In television systems where only the baseband or TV video is utilized such as in studio equipment and the like where no television carrier is present, satisfactory operation of the system is provided only when the video waveform does not vary in amplitude and is not degradated by the loss of high frequency components, loss of low frequency components, addition of white noise, addition of impulse noise, addition of mains frequency signals, sound-in-syncs, step changes in the DC level and missing lines. As a result of these various degradations, synchronization can become inaccurate and may even be lost.
In U.S. Pat. No. 3,699,256 there is described a circuit for detecting a predetermined level of a composite signal, and in particular the blanking level of a video waveform, comprising a low pass filter means providing a given signal output when the video input is gated at a predetermined level and including feedback means for controlling the amplitude or positioning of the waveform until the level is adjusted relative to gating at the desired valve level.

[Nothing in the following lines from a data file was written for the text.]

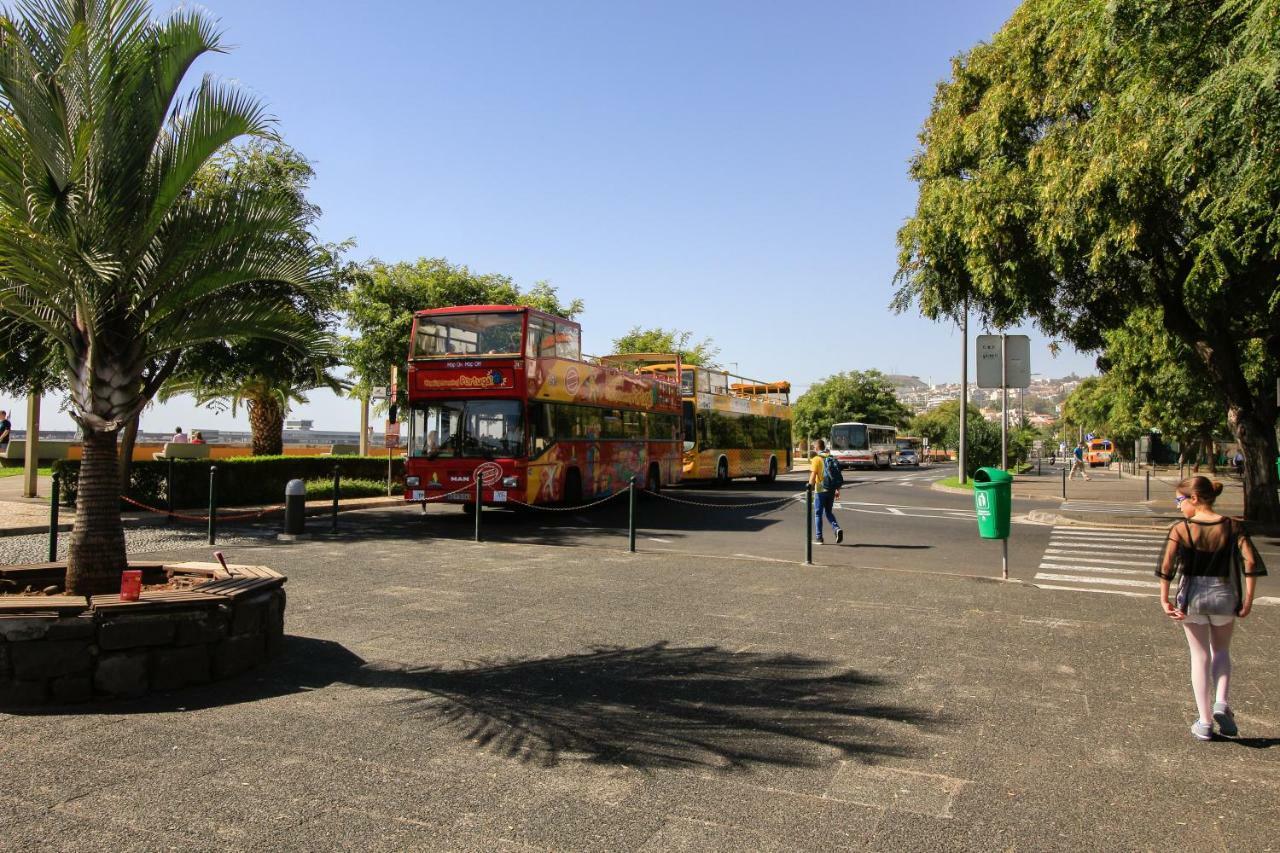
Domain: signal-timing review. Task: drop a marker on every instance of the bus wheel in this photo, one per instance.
(572, 487)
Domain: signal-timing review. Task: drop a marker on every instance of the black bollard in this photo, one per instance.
(295, 507)
(808, 525)
(213, 505)
(337, 487)
(53, 520)
(631, 515)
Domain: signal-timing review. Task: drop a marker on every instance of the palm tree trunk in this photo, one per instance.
(266, 425)
(96, 553)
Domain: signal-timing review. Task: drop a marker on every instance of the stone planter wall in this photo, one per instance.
(165, 641)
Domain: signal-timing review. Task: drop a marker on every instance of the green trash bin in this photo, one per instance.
(992, 498)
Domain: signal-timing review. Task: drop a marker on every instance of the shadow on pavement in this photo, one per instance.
(647, 707)
(657, 706)
(895, 547)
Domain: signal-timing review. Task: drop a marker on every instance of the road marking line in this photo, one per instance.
(1059, 555)
(1120, 551)
(1102, 569)
(1110, 592)
(1110, 537)
(1112, 582)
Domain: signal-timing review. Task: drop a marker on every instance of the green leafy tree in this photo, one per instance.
(104, 246)
(657, 340)
(252, 372)
(1165, 382)
(858, 395)
(1097, 156)
(941, 424)
(383, 297)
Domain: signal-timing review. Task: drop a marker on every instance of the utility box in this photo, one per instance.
(992, 498)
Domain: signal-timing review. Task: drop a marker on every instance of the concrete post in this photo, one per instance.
(31, 457)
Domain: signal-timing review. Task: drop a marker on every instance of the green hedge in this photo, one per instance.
(246, 480)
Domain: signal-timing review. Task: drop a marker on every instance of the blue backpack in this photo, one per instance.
(832, 478)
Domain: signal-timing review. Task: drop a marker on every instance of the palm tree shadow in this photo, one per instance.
(659, 706)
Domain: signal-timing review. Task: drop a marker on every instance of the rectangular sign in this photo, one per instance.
(990, 368)
(465, 379)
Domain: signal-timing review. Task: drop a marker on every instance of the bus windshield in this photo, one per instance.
(849, 437)
(469, 334)
(467, 429)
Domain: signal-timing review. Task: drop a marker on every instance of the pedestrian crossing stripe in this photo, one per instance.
(1101, 560)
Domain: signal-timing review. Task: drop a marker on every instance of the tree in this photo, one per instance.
(658, 340)
(383, 297)
(982, 439)
(858, 395)
(104, 247)
(251, 372)
(1098, 156)
(1164, 382)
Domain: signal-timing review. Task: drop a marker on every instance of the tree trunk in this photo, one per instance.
(266, 425)
(96, 552)
(128, 438)
(1257, 439)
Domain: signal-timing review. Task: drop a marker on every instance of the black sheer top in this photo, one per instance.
(1210, 550)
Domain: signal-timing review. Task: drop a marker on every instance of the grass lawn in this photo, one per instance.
(16, 471)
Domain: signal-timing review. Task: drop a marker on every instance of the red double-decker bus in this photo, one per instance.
(502, 392)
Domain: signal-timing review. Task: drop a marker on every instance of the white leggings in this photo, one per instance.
(1211, 664)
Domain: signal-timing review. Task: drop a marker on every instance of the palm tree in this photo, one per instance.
(104, 247)
(257, 378)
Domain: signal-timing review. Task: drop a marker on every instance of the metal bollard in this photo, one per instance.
(213, 505)
(337, 487)
(631, 516)
(53, 520)
(295, 507)
(808, 525)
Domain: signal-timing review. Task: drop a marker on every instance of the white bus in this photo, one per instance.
(868, 445)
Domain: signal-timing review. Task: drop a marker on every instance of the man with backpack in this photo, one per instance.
(826, 479)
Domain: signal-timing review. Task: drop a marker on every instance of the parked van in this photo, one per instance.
(1100, 452)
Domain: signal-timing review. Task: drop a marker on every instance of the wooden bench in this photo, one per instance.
(46, 451)
(343, 450)
(182, 451)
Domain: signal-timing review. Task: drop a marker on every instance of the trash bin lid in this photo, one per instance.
(991, 477)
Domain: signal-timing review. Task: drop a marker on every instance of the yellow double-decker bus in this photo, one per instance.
(734, 427)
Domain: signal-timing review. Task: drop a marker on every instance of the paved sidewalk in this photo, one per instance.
(444, 696)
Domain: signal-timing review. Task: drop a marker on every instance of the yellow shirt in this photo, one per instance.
(816, 470)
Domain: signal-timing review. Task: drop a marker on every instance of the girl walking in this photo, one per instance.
(1216, 569)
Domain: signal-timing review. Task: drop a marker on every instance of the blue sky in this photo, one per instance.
(736, 169)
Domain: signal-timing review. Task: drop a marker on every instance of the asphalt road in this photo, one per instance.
(891, 519)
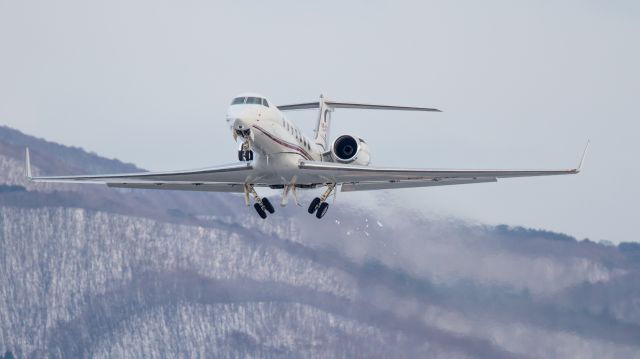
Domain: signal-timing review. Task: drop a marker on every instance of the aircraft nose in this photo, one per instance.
(242, 120)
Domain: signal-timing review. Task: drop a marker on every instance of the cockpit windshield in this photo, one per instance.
(250, 101)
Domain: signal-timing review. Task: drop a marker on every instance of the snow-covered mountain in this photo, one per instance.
(88, 271)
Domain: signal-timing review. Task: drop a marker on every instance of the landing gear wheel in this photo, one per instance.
(322, 210)
(245, 155)
(267, 205)
(260, 211)
(314, 205)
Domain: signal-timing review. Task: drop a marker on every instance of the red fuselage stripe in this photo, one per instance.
(286, 144)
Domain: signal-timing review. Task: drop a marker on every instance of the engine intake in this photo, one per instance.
(349, 149)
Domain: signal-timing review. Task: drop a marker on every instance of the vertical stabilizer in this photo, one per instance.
(324, 124)
(27, 170)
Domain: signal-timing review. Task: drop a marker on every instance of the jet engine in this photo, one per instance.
(349, 149)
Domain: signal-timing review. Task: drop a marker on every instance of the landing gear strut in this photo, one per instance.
(262, 205)
(319, 205)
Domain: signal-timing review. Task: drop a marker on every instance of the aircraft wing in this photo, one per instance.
(361, 178)
(225, 178)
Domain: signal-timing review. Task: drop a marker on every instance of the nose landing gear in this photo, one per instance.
(319, 205)
(245, 153)
(262, 205)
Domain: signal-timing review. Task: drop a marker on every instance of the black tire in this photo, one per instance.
(260, 211)
(322, 210)
(267, 205)
(314, 205)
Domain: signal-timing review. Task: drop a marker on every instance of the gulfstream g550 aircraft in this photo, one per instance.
(274, 153)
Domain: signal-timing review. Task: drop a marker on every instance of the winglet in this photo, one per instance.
(27, 171)
(584, 154)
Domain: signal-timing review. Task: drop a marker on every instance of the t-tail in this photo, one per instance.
(326, 107)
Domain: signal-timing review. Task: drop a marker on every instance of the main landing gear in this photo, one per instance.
(262, 205)
(319, 205)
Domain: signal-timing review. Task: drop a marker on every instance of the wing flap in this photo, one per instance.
(368, 186)
(204, 187)
(341, 173)
(225, 178)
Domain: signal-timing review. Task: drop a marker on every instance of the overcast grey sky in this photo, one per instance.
(523, 84)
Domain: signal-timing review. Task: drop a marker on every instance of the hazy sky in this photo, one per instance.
(523, 84)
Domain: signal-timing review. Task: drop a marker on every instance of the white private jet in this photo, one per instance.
(286, 159)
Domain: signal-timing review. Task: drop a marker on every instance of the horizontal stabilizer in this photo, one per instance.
(352, 105)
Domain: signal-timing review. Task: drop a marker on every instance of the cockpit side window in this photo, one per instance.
(254, 101)
(238, 101)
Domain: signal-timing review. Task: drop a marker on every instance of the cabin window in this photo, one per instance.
(254, 101)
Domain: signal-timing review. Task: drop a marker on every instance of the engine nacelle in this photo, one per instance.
(349, 149)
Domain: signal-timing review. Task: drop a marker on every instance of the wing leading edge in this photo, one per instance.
(361, 178)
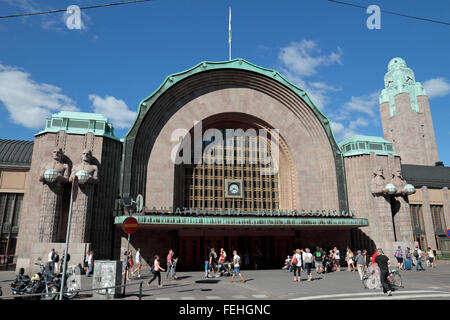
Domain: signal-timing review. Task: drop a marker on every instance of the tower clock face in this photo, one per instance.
(233, 188)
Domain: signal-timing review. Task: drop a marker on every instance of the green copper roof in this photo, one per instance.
(79, 123)
(238, 63)
(400, 79)
(358, 144)
(245, 221)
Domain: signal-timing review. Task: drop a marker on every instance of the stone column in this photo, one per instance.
(446, 197)
(427, 219)
(52, 195)
(82, 214)
(403, 221)
(381, 224)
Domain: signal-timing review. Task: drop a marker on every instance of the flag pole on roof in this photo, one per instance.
(229, 36)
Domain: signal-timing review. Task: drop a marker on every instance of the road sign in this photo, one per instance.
(75, 189)
(130, 225)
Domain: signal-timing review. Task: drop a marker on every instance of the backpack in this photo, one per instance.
(294, 260)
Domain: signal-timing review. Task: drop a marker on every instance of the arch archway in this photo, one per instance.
(234, 87)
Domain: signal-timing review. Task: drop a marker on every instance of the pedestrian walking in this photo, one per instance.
(432, 258)
(337, 258)
(383, 263)
(138, 262)
(308, 260)
(360, 263)
(318, 260)
(90, 263)
(156, 271)
(85, 262)
(366, 258)
(169, 263)
(51, 260)
(350, 261)
(56, 263)
(63, 262)
(246, 259)
(213, 261)
(126, 265)
(399, 256)
(297, 264)
(206, 268)
(236, 264)
(418, 255)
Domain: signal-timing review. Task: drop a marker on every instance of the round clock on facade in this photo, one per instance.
(233, 188)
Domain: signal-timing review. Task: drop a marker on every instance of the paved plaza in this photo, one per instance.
(278, 285)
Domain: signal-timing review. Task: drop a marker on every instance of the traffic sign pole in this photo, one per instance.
(125, 279)
(73, 197)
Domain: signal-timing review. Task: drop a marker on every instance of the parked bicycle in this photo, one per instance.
(371, 278)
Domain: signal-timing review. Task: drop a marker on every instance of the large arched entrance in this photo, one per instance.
(303, 203)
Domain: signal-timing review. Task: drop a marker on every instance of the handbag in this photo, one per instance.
(153, 269)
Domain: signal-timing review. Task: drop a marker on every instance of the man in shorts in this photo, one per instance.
(383, 264)
(337, 259)
(399, 256)
(318, 260)
(236, 264)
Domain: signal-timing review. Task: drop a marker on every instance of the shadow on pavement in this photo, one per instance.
(184, 277)
(207, 281)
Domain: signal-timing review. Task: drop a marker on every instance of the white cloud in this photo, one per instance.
(367, 104)
(437, 87)
(29, 103)
(360, 122)
(115, 110)
(354, 115)
(303, 58)
(300, 60)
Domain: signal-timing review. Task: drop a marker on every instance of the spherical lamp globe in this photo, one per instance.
(50, 175)
(390, 188)
(409, 188)
(82, 175)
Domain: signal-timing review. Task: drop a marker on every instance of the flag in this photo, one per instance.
(229, 28)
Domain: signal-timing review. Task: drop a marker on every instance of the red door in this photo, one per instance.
(189, 253)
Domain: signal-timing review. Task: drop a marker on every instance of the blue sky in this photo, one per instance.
(123, 53)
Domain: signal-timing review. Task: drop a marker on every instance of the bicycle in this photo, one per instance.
(371, 278)
(395, 279)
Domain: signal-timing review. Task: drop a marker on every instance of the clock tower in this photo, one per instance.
(406, 116)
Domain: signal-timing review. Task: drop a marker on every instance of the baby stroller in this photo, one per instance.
(225, 269)
(287, 264)
(328, 264)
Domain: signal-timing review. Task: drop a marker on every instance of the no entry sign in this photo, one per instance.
(130, 225)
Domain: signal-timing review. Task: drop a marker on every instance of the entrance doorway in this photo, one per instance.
(256, 252)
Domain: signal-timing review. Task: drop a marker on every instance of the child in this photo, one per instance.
(206, 268)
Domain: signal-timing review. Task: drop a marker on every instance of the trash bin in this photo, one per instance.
(107, 273)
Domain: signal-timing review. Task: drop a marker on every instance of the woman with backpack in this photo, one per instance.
(156, 270)
(350, 261)
(308, 260)
(297, 264)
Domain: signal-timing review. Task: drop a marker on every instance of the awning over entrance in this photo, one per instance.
(258, 221)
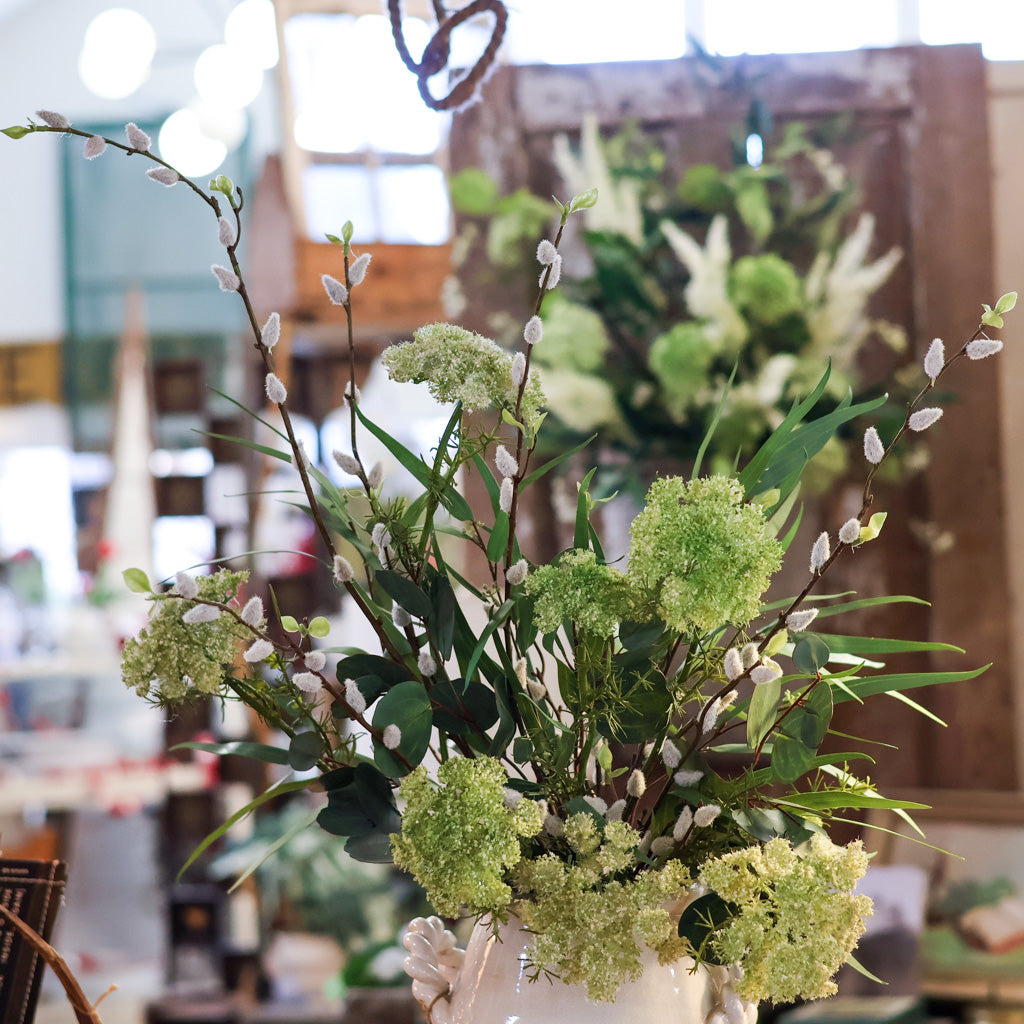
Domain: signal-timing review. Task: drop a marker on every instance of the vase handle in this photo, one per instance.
(433, 964)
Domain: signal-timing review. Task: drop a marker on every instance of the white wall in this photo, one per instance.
(39, 47)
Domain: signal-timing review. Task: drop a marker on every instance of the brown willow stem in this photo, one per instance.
(85, 1012)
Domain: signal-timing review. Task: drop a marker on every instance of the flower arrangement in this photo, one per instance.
(625, 758)
(679, 284)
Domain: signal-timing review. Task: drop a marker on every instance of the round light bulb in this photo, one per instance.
(251, 29)
(182, 144)
(223, 76)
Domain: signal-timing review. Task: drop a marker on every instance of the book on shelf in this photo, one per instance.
(32, 890)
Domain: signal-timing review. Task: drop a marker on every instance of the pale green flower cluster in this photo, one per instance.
(459, 838)
(460, 366)
(596, 597)
(172, 660)
(766, 288)
(799, 918)
(701, 554)
(591, 929)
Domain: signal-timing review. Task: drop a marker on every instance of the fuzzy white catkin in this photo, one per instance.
(750, 653)
(873, 450)
(348, 463)
(820, 552)
(683, 823)
(766, 672)
(537, 690)
(94, 146)
(849, 532)
(636, 786)
(357, 270)
(227, 280)
(704, 816)
(935, 358)
(924, 418)
(518, 369)
(137, 138)
(252, 613)
(981, 348)
(185, 585)
(506, 462)
(225, 232)
(258, 650)
(315, 660)
(354, 697)
(164, 175)
(554, 273)
(534, 331)
(515, 573)
(201, 613)
(733, 664)
(799, 621)
(270, 334)
(670, 755)
(53, 120)
(275, 391)
(336, 291)
(308, 682)
(662, 846)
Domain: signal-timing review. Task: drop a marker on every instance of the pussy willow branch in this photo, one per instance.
(85, 1012)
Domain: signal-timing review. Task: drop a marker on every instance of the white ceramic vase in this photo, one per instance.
(489, 983)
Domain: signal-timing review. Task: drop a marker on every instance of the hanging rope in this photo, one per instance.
(437, 52)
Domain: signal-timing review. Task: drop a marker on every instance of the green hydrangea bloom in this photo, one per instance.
(679, 358)
(574, 337)
(700, 553)
(592, 932)
(799, 918)
(458, 838)
(460, 366)
(171, 660)
(596, 597)
(766, 288)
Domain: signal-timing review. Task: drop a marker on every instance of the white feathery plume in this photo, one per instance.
(924, 418)
(935, 358)
(94, 146)
(336, 291)
(357, 269)
(252, 613)
(981, 348)
(275, 390)
(354, 697)
(820, 552)
(873, 450)
(270, 334)
(227, 280)
(137, 138)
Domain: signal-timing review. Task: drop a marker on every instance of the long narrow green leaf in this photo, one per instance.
(881, 645)
(553, 463)
(905, 681)
(278, 790)
(299, 826)
(448, 496)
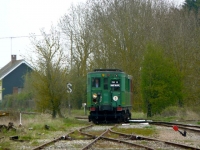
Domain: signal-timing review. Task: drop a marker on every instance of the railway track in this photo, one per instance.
(187, 127)
(92, 139)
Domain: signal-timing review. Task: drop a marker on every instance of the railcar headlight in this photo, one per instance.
(94, 96)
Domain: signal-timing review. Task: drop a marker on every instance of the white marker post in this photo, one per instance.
(20, 119)
(69, 90)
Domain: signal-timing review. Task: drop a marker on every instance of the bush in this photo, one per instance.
(173, 111)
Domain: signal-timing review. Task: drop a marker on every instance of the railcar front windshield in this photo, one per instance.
(115, 85)
(96, 82)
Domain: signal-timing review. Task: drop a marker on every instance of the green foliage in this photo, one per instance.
(48, 81)
(18, 102)
(192, 5)
(161, 82)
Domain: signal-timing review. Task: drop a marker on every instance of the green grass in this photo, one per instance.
(147, 131)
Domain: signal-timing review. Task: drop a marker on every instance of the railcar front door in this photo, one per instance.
(115, 93)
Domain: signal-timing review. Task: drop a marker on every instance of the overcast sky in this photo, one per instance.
(20, 18)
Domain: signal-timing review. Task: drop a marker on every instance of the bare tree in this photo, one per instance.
(49, 79)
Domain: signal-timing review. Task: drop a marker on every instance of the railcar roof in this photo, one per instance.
(99, 70)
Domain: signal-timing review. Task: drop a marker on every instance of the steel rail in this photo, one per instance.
(111, 139)
(181, 126)
(57, 139)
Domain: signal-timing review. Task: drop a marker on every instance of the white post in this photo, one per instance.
(20, 119)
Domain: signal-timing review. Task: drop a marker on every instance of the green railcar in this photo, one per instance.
(109, 95)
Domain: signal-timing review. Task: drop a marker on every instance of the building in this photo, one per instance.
(11, 76)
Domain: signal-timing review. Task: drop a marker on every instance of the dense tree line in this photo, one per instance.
(116, 34)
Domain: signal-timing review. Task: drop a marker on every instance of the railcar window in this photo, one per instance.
(96, 82)
(115, 85)
(105, 83)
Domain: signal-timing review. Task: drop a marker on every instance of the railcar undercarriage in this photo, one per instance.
(109, 116)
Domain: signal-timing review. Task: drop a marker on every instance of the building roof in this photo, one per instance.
(12, 65)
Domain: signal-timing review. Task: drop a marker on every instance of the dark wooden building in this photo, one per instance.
(12, 76)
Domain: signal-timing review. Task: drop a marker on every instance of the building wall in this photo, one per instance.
(15, 80)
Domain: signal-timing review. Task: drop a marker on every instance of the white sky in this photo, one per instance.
(23, 17)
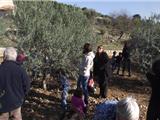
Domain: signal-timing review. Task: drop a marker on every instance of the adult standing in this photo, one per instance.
(153, 112)
(126, 59)
(14, 85)
(85, 68)
(102, 70)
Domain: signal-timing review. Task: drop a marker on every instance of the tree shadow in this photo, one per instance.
(40, 105)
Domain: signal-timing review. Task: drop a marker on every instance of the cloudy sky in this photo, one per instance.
(143, 7)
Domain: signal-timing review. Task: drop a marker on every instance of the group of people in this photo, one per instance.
(15, 84)
(122, 60)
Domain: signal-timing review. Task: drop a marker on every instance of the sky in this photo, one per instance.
(143, 7)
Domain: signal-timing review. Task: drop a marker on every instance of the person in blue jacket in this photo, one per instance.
(14, 86)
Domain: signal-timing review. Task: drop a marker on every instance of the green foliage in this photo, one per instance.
(52, 34)
(146, 42)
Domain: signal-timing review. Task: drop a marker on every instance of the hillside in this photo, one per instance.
(106, 27)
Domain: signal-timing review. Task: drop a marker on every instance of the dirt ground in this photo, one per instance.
(45, 105)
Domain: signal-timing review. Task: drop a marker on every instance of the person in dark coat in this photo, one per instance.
(126, 59)
(14, 86)
(153, 76)
(102, 70)
(118, 62)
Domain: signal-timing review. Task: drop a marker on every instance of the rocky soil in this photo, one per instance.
(45, 105)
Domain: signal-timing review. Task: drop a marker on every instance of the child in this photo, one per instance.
(65, 88)
(113, 61)
(78, 105)
(118, 62)
(91, 85)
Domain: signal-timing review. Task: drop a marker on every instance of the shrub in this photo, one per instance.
(145, 40)
(52, 35)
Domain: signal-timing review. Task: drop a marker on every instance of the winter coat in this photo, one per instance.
(14, 85)
(86, 64)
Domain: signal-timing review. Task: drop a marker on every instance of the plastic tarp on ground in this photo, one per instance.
(6, 5)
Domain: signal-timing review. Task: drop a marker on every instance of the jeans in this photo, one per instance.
(64, 97)
(82, 83)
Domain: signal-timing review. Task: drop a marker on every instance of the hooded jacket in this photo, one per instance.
(87, 64)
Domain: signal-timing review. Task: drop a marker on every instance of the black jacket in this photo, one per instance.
(14, 85)
(100, 63)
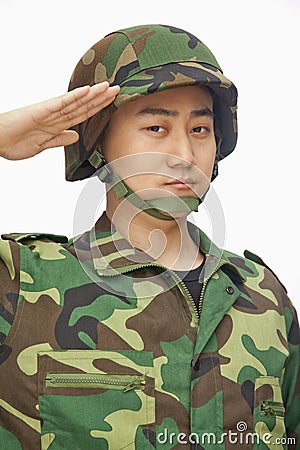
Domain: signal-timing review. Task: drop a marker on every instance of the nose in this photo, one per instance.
(181, 152)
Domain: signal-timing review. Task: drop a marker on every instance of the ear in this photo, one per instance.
(217, 159)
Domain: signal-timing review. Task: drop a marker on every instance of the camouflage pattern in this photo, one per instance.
(143, 60)
(100, 354)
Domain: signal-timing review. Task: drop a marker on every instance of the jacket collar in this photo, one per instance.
(112, 254)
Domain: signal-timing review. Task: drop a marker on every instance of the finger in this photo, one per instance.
(75, 97)
(85, 111)
(97, 95)
(65, 138)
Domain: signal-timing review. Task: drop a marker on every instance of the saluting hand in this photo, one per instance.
(25, 132)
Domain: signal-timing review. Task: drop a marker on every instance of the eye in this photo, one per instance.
(156, 128)
(200, 129)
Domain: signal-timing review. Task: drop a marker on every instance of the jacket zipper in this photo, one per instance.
(95, 380)
(184, 290)
(182, 286)
(268, 408)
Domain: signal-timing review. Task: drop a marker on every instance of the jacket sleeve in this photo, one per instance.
(9, 285)
(291, 379)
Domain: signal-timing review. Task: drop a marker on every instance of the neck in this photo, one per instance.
(166, 241)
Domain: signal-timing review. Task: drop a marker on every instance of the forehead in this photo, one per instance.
(180, 99)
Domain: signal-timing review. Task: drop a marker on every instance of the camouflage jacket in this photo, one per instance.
(102, 349)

This circuit detects the synchronization pulse despite amplitude variations, loss of high frequency components, loss of low frequency components, addition of white noise, addition of impulse noise, and addition of mains frequency signals.
However, in studio equipment such as most video tape recorders, the video waveform is devoid of lines during a portion of the vertical interval time and the level thereof is at the blanking level. As such, the circuit described in the aforementioned patent is inconsistent with satisfactory operation of video tape recorders (VRT) sources, a definite disadvantage. Also, when an encoded digital signal such as sound-in-syncs is inserted into the composite video waveform (sound-in-syncs is inserted at the horizontal rate during sync tip time), the circuit of the aforementioned patent recognizes the sound-in-sync edges as excessive sync and this, of course, is highly undesirable.